Supreme Court Protects a Defendant Again

The Texas Supreme Court issued another ruling last Friday (May 1, 2009) in City of San Antonio v. Pollock which allows the defense to attack on appeal the plaintiff’s expert’s opinions, even without a timely objection at trial.

In Pollock, plaintiffs lived near a city-run landfill. Their daughter contracted a serious leukemia with the acronym ALL. The plaintiffs alleged that, while the daughter was in utero, her mother was exposed landfill gases. The jury awarded a multimillion dollar verdict for the plaintiffs’ daughter based upon a finding that the city was negligent and grossly negligent, and a $29,000 verdict for property damages to the plaintiffs’ house based upon a finding that the landfill was a nuisance. The Supreme Court reversed and rendered judgment for the city, primarily by holding that plaintiffs’ experts’ testimony was “conclusory or speculative,” and thus it provided no evidence, so no objection was required to preserve error.

The court cited Coastal Transportation Company v. Crown Central Petroleum Corporation:

“‘We therefore conclude that when a reliability challenge [to an expert] requires the court to evaluate the underlying methodology, technique, or foundational data used by the expert, an objection must be timely made so that the trial court has the opportunity to conduct this analysis. However, when the challenge is restricted to the face of the record – for example, when expert testimony is speculative or conclusory on its face – then a party may challenge the legal sufficiency of the evidence even in the absence of any objection to its admissibility.'” [Italics added.]

The court then went further: “But even when some basis is offered for an opinion, if that basis does not, on its face, support the opinion, the opinion is still conclusory.” So, when a “scientific opinion is admitted in evidence without objection, it may be considered probative evidence even if the basis for the opinion is unreliable. But if no basis for the opinion is offered, or the basis offered provides no support, the opinion is merely a conclusory statement and cannot be considered probative evidence, regardless of whether there is no objection.” [Italics added.]

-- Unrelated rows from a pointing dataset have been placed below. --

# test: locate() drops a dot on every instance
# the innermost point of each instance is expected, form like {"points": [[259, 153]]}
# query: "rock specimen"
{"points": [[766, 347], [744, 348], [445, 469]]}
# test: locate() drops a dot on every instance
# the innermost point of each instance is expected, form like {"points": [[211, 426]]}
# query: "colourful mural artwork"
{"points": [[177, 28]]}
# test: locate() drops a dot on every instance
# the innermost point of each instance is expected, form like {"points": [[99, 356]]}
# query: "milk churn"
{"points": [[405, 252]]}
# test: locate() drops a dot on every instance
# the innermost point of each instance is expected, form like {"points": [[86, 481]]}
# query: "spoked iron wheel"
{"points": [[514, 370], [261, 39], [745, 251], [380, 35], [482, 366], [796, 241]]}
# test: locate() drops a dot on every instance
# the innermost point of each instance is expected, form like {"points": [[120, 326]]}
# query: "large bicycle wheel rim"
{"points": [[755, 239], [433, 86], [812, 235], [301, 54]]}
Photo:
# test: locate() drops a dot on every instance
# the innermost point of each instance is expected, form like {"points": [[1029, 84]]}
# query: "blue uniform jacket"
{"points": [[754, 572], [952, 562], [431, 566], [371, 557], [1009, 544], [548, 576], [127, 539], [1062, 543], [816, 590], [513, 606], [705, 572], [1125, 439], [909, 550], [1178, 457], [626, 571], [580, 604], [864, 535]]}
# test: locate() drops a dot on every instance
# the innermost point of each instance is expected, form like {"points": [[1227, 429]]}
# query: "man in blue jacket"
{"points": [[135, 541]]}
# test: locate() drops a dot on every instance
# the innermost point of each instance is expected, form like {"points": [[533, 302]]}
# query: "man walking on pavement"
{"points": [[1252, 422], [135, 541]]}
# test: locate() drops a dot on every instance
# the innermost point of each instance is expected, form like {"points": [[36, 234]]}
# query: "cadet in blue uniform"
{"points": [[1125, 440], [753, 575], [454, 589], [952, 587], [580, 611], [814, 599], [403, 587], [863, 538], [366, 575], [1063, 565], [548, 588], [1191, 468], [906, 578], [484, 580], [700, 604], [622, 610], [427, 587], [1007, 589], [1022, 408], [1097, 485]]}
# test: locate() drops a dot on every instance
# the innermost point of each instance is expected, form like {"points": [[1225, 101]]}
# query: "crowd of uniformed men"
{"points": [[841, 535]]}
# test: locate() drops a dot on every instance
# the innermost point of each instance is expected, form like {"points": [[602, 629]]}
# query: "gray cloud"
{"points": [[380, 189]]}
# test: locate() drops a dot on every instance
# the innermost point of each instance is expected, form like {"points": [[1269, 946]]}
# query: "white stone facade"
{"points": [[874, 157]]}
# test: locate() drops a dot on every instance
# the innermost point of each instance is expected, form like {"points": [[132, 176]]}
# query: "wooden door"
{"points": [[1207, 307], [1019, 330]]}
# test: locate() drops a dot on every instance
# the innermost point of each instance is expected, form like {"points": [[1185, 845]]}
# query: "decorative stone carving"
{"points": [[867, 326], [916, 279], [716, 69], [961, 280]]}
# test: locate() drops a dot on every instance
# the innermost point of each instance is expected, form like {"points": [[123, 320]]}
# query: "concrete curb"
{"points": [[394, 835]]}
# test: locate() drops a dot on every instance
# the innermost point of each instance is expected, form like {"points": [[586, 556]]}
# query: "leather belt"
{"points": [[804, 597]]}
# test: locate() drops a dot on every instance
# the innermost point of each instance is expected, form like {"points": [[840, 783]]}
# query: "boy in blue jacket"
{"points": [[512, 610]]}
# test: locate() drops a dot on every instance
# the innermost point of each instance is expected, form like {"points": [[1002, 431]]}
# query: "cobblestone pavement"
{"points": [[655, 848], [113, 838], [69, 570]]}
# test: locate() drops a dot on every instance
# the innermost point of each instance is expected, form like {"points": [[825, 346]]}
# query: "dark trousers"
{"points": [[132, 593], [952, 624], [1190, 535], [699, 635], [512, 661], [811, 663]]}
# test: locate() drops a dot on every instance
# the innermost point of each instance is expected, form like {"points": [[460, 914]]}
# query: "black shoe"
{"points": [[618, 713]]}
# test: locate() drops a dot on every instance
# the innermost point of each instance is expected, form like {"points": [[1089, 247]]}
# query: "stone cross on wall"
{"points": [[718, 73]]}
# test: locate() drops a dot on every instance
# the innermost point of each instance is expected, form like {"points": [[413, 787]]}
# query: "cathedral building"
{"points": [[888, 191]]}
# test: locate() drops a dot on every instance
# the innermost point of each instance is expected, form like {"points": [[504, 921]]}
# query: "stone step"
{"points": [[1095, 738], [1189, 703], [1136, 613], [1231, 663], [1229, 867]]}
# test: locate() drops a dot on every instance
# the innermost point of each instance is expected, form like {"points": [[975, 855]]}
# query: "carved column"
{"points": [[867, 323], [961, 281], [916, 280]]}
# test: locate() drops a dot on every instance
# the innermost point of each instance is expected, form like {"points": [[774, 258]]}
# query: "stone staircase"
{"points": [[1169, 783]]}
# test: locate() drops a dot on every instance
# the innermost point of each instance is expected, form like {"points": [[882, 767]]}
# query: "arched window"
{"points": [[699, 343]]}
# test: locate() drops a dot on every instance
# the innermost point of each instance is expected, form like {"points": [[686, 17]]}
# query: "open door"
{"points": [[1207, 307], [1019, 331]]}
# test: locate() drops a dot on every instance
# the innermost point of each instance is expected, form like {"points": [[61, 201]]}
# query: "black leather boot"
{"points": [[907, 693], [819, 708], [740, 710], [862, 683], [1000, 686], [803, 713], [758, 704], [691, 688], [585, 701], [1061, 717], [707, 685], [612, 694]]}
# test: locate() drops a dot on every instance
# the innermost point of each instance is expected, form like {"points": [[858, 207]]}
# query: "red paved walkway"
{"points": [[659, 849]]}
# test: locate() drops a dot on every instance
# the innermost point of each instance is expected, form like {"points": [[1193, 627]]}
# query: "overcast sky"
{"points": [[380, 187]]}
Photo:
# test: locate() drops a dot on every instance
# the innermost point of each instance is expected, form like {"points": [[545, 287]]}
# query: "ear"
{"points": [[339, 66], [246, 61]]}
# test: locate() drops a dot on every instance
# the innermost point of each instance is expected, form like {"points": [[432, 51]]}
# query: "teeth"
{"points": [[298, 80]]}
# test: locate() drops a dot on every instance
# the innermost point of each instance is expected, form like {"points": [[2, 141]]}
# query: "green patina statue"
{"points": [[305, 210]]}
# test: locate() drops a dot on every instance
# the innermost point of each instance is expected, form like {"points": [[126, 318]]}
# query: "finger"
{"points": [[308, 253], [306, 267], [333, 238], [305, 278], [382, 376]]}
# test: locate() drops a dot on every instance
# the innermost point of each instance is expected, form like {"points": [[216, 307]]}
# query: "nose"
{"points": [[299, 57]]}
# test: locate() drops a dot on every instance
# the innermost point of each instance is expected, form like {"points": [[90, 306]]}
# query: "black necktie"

Applying these principles, the court ruled that the opinion of the first of plaintiffs’ experts regarding exposure levels was a “naked conclusion” (he had based it on a nearby well drilled to monitor the gas), and that their doctor’s opinion that the gases could cause the disease was also “conclusory and cannot support liability” because there was a “large gap” between the exposure levels reported in medical literature and the concentration levels proposed by the plaintiffs’ first expert.

To add insult to injury, the court reversed the jury’s nuisance finding by holding that, even if the city were negligent, “there is no evidence that the City knew that [plaintiffs’] property was being damaged or that damage was a necessary consequence.” This, despite the fact that the city was aware of gas migrating from the landfill over many years and taking various “steps to prevent damage.”